Луис показал ему подписи на обороте петиции. Многие из них были аккуратными, выдававшими выпускников школы-интерната. Другие выглядели замысловатыми, их нацарапали члены племени, которые знали только написание собственных имен. Некоторые, подписанные родственниками, сопровождались, как в старые времена, слабым чернильным отпечатком большого пальца. Подписей было много, их число впечатлило их обоих. Томас порылся в картонном чемодане, служившем ему письменным столом, и нашел большую бежевую папку из плотной бумаги с подходящим к ней по размеру конвертом, который должен был защитить драгоценный документ. Томас указал на подпись Жаанат и спросил о Пикси.
– Она в городе, ищет Веру.
– Мы еще никогда не теряли кого-то из-за переезда туда, я имею в виду, в плохом смысле. Большинство возвращается уже через несколько месяцев.
– Там и сейчас живет кое-кто из наших.
– Да, предприимчивые деляги.
– Тебя никогда не беспокоило, – спросил Луис, – что мы теряем тех, кто готов добиваться успеха? Разве они не пригодились бы здесь, дома?
– Вот почему мы немало протрудились над тем, чтобы построить у нас подшипниковый завод.
– У нее хорошая работа. Пикси вернется.
– Она не бросит Жаанат. Они держатся только потому, что у нее такая хорошая работа.
– Может, мне следует дать Грейс добро на работу там.
– Она хочет этого?
– Нет, – засмеялся Луис. – Она хочет участвовать в скачках.
– Где сейчас лучшие лошади?
– Есть одно место к западу от Виннипега, лошадь по кличке Наличка.
– А какой теперь главный скакун у тебя?
– Раньше это был Гринго. Теперь у нас есть Пикассо и подающая надежды Любимица Учителя.
– Ты сможешь съездить в Фарго на информационную встречу?
– Конечно, – подтвердил Луис. – В мой автомобиль влезет человек восемь.
– О, это хорошая идея. Например, можно устроить большое шоу с вопящими индейцами, стоящими в кузове пикапа.
– У меня такое чувство, будто ребята из Бюро по делам индейцев, возможно, ожидают чего-то подобного.

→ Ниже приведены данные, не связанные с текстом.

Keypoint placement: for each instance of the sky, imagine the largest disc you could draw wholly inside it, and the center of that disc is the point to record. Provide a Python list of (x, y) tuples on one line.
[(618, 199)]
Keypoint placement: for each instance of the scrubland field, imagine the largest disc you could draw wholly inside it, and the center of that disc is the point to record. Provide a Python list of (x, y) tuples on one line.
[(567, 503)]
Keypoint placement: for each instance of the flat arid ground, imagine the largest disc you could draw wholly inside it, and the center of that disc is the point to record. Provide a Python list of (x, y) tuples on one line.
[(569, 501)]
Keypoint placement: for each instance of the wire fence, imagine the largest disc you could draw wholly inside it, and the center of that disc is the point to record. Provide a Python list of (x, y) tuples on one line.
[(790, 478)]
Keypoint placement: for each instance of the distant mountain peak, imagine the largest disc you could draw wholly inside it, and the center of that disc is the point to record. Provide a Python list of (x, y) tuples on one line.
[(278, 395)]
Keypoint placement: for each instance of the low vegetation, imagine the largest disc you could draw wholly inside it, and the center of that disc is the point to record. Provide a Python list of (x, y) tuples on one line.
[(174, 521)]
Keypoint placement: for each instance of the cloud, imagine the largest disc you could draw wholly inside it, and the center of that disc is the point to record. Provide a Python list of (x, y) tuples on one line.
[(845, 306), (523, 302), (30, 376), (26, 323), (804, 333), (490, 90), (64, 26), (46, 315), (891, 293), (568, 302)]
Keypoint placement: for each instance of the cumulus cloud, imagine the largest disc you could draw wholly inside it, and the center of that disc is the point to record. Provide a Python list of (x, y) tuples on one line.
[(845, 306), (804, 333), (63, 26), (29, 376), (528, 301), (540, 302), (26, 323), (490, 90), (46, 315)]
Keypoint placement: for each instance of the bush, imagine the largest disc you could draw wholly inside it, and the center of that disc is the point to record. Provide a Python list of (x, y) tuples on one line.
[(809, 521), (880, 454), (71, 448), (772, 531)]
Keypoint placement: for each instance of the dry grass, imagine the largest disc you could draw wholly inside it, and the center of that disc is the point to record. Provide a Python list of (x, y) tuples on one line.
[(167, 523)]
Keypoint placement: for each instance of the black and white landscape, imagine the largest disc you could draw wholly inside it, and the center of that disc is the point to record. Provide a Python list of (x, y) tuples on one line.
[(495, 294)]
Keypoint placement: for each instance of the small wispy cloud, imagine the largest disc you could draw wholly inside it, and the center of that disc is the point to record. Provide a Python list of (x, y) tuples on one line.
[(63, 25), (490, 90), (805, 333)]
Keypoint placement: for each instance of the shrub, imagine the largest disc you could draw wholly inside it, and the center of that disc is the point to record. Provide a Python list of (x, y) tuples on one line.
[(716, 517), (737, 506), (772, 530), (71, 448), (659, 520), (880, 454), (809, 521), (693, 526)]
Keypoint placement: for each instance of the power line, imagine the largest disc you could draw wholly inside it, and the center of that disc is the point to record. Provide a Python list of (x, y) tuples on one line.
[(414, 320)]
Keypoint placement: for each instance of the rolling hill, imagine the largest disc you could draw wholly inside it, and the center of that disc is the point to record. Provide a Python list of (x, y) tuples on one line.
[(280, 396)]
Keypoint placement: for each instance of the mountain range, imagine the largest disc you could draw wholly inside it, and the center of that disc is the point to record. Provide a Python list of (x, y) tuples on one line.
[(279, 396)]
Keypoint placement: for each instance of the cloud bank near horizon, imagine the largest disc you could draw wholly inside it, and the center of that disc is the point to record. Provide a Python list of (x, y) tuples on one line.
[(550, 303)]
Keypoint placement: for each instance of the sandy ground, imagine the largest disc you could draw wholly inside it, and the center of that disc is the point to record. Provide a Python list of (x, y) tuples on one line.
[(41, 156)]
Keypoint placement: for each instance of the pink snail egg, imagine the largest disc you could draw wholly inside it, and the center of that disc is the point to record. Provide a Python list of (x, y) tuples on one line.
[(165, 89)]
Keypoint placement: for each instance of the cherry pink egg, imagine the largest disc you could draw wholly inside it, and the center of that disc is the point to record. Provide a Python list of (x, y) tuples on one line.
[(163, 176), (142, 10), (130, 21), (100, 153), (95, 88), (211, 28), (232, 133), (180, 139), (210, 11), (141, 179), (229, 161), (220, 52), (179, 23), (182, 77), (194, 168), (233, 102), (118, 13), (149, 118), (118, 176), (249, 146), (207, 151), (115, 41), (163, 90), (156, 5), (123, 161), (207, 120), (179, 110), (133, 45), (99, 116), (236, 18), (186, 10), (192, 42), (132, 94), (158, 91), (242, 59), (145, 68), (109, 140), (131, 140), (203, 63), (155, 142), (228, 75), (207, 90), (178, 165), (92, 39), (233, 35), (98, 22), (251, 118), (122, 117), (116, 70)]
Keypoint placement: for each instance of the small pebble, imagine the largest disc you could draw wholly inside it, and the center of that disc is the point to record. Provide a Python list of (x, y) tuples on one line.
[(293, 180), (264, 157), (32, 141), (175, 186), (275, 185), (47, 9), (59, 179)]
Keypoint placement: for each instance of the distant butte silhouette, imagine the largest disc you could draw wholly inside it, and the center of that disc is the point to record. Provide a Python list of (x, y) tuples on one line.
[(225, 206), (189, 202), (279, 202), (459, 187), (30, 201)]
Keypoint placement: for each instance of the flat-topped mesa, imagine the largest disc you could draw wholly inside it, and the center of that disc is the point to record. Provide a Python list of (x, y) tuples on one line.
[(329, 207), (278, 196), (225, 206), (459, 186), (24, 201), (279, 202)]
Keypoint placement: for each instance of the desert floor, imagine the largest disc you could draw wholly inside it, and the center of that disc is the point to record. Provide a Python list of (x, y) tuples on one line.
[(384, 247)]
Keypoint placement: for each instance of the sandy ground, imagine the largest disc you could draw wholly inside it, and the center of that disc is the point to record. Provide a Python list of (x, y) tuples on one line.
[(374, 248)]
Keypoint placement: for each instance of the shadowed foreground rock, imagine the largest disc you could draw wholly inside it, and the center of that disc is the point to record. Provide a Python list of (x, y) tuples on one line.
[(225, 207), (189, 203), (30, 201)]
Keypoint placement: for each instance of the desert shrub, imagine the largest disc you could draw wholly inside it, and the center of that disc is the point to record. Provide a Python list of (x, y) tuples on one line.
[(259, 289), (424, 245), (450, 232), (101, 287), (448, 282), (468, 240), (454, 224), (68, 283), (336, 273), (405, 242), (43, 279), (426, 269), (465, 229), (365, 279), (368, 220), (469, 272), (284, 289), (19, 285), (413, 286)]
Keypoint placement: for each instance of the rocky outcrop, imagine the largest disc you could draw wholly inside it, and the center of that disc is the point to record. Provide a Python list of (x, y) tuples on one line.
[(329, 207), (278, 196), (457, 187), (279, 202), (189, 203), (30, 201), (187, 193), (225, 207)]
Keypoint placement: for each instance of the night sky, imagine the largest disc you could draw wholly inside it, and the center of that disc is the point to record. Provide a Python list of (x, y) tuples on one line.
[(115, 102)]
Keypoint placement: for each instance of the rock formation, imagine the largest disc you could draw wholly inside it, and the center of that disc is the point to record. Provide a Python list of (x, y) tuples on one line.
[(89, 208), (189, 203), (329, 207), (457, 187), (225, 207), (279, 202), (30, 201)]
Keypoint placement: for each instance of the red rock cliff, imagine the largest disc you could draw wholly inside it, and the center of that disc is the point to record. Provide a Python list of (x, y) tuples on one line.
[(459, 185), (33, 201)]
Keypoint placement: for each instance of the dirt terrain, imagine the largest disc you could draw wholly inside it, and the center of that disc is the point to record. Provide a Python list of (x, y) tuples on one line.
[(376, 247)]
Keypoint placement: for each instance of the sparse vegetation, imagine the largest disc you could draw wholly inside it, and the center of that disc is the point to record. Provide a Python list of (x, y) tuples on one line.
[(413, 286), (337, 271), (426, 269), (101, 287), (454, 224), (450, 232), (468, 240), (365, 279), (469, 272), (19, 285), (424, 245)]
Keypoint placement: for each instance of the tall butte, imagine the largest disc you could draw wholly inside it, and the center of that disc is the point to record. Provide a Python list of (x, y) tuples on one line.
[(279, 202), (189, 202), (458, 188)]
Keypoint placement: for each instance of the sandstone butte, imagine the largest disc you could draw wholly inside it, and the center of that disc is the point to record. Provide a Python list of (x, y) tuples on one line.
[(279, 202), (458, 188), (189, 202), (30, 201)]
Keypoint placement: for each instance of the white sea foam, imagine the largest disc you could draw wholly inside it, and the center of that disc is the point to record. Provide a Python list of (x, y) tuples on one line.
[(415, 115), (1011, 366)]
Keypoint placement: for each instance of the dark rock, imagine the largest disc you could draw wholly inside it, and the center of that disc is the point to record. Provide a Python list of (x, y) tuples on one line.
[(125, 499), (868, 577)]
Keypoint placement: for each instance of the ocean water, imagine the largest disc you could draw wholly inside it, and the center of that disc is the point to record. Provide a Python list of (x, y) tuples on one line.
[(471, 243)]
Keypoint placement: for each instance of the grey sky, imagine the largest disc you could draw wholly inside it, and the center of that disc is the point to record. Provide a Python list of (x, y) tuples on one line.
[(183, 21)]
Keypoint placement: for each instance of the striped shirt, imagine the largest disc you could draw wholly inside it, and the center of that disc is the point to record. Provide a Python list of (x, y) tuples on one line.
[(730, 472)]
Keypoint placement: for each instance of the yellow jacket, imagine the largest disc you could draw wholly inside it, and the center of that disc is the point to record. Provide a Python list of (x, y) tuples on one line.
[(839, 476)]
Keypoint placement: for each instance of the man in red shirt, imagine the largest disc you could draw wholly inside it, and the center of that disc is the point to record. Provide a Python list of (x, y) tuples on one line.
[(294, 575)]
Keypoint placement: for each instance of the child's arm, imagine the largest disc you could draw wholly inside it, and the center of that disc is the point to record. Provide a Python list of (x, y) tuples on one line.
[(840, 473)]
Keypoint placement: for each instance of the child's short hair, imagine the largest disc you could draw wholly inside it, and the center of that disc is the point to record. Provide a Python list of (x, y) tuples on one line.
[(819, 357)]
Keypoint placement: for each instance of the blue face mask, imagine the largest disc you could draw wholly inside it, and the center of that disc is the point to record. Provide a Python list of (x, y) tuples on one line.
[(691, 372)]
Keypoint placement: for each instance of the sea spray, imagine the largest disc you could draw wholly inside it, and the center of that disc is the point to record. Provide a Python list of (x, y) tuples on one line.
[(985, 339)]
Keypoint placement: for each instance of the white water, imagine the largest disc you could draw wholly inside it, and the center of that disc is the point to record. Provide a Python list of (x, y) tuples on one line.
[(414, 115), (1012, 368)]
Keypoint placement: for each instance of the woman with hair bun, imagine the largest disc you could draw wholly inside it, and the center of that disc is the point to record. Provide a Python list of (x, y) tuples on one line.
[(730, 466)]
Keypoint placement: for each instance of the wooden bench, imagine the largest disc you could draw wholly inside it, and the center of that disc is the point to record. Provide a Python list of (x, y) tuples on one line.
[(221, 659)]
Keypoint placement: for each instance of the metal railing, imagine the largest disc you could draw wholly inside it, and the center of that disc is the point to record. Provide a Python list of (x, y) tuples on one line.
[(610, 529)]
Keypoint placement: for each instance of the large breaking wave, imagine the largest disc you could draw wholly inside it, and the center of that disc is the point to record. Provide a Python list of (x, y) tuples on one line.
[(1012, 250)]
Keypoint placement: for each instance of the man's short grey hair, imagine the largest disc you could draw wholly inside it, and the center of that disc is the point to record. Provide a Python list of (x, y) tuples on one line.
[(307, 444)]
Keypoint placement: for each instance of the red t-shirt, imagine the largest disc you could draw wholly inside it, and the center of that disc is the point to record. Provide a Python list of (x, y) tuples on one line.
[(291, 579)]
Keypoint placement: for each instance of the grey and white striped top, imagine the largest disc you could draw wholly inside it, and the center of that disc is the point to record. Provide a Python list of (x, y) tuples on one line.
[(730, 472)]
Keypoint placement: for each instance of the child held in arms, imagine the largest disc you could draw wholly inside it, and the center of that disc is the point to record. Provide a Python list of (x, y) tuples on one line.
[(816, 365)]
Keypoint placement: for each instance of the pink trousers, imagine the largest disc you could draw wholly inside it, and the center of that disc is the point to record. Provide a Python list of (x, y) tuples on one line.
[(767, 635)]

– Мы можем взять и мою машину. Я могу втиснуть пятерых. Считая меня, – добавил Томас.
– Джагги тоже может поехать.
– Я слышал, у нее теперь хорошая машина.
– Бернадетт купила ей «ДеСото»[58]
, – сообщил Луис.– Как, четырехдверную?
– Разумеется. Четырехдверную. И двухтонную.
– Ее дочь, должно быть, преуспевает.
– Ты понимаешь, что я имею в виду, предприимчивая деляга.
– Джагги всегда была такой же. Никто не мог ее удержать, – заметил Томас.
– И Лесистая Гора. Он той же породы. Когда-нибудь он соберется с силами и победит Джо Уоббла.
– Я очень хочу дожить до этого дня, – признался Томас, после чего сделал паузу. – Знаешь, Луис, нам следует подумать о том, как собрать делегацию.
– Дела обстоят так плохо?
– Думаю, да.
– Вашингтон?
– Как в старые времена.
– Не могу понять этого до конца, – признался Луис, опуская взгляд. – Мой мальчик рисковал своей жизнью.
– Как Фалон, – отозвался Томас.
– И Фалон, – прошептал Луис.
– За законопроектом стоит сенатор Уоткинс.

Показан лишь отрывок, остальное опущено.